Each year at this time, RSA Security Executive Chairman and longtime industry expert Art Coviello comes out with a "state of the union"-type overview and performance summary. It's always a cogent, thoughtful and realistic inside look at what's going on in the business from the vendor community point of view.
Because vendors rely directly on what customers want, it's also a good—albeit indirect—look at customer perspectives.
In his media advisory sent to eWEEK Dec. 2, Coviello compared the current security landscape to terms made famous by Charles Dickens: "As I reflect on the year that has passed and think forward to the year that is to come, Dickens' timeless words come to mind, 'It was the best of times, it was the worst of times, it was the age of wisdom, it was the age of foolishness, it was the epoch of belief, it was the epoch of incredulity, it was the season of Light, it was the season of Darkness ... ' "
"Can you imagine a more apt description of the times in which we are living and the dichotomy between all of the technology innovation we enjoy and the oppressive cyber-threat under which we live?" Coviello asked.
The Best of Times: Benefits of IT Are Wondrous
There's no question that mobile and cloud technologies continue to make our lives more efficient, more productive and generally better. "Mobile is rapidly catching up to PCs as the preferred means of interacting with the digital world—mobile Internet traffic is predicted to account for more than 30 percent of total Internet traffic by the end of the year, which represents a doubling of mobile traffic over the past 18 months. If you eliminate passive Internet traffic like streaming, mobile's rising dominance is hard to dispute," he said.

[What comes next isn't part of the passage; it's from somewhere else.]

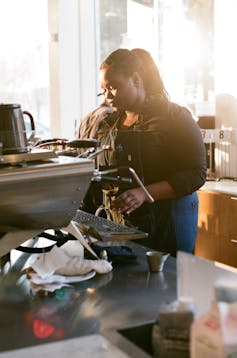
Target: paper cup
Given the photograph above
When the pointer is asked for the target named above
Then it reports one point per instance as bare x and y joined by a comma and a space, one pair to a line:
156, 260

But as pervasive as mobile computing has become, "it is nothing in comparison to the cloud," he said. "Upwards of 90 percent of organizations and 90 percent of Internet users are now relying on the cloud for easy, inexpensive, and ubiquitous access to storage and services. The Internet has evolved from being the connection to storage and services to being the location of storage and services."
The Worst of Times: Intrusions Never Stop
Despite technology's advances, however, the risk of our increasingly digital existence was brutally apparent during yet another "Year of the Breach," Coviello said. Many retailers (such as Target, Home Depot, and Michael's), financial services and health care organizations experienced damaging breaches in 2014, despite having in place what were considered strong security programs, he said.
"The fact that our pool of adversaries extends beyond criminals and hacktivists was further driven home by the growing sophistication and sheer number of nation-state cyber-attacks," Coviello said. "For the first time, those dubious nation-state cyber activities began to create real-world diplomatic crises [such as the escalating tensions between the U.S. and China]."
In other public sector news in 2014, Coviello said, the U.S. National Institute of Standards and Technology's work with industry resulted in the launch of the Cybersecurity Framework, which was a positive step forward in providing a common foundation for intelligently approaching today's cyber-security challenges.
"But little other real progress was made by the world's governments. The [Edward] Snowden revelations of 2013 continued to polarize the privacy debate and stymie the critical information-sharing legislation we need to collectively secure our companies, industry and economy," Coviello said.